Here the Trump election case overlaps the COVID-19 pandemic. Scientists, for whom evidence is essential, warned about the coronavirus threat. Seeking to minimize the crisis, Trump’s contrary view was not based on evidence. He tried to cast doubt on the scientific evidence.

The U.S. is paying the price for the federal government and many states ignoring the scientific evidence, because it did not fit Trump’s political goals. It’s just like the presidential election, where he denies state determinations that there was no fraud and he lost.

Most Republicans in Congress either supported Texas or remained silent. Some of them falsely claimed that Congress has more power than the people in deciding who won. They had no problem rejecting the will of an overwhelming national popular majority.

These attitudes endanger the American system of government. If enough GOP members of Congress share them, it is a recipe for political paralysis.

All the courts that ruled on Trump’s complaints rejected the effort to have judges decide the election. Under the Constitution, that decision is made by the people, not us, they said.

Republicans around the country so badly wanted Trump to win that they abandoned what the courts saw so clearly. Trump believed that, having appointed so many federal judges, they would return the favor by putting loyalty to him ahead of their own integrity and the Constitution. He was mistaken.

Biden probably hopes unrealistically for cooperation and compromise. Perhaps he calculates that after the GOP rejects this approach, the Democrats will win big at the next election.

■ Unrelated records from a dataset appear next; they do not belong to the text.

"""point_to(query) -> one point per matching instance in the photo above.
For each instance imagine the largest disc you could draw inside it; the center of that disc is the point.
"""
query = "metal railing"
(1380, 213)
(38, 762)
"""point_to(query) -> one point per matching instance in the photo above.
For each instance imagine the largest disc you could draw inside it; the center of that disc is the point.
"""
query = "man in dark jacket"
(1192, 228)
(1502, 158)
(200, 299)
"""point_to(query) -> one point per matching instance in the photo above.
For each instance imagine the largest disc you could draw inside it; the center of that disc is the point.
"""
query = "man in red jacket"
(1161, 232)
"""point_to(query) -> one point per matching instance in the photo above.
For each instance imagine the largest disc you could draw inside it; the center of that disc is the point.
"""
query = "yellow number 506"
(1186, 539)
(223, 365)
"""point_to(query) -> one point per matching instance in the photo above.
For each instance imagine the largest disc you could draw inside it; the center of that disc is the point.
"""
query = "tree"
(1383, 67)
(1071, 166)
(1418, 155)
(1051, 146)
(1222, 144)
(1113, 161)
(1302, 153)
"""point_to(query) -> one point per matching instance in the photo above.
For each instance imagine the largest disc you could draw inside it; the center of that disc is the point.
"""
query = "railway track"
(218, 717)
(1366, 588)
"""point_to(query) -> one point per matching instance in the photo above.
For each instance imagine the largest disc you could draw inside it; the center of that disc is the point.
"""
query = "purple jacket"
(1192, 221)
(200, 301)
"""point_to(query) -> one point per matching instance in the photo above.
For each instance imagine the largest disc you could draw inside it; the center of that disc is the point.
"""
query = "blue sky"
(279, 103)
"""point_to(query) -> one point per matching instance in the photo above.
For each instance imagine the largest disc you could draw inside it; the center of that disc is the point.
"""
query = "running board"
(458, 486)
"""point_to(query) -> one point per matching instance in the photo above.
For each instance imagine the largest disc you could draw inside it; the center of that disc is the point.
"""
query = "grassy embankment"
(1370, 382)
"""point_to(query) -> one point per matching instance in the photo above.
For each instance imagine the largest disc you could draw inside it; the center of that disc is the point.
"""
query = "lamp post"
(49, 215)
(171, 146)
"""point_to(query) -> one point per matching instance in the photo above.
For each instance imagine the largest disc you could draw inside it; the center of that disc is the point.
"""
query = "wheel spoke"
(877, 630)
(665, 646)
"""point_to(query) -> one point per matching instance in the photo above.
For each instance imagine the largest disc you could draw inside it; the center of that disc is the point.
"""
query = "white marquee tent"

What’s the alternative? The disappointed Texas Republican Party chair declared that, “perhaps law-abiding states should bond together and form a Union of states that will abide by the Constitution.”

That’s secession. In this case, it rejects the lawful actions of all 50 states and D.C. and of state and federal courts at every level. Would that “Union” elect its own president? Impossible.

Another option would be for Congress to trim the supremacy of federal law over state law. Let states go their own way and “bond together” on domestic policies as they see fit. Does America need a confederation like Switzerland with a weak, rotating presidency? Absurd.

America is great when it is united. A permanently divided America would no longer lead the world. Trump and his allies take the country in that direction. Does that prospect bring the country back from the brink?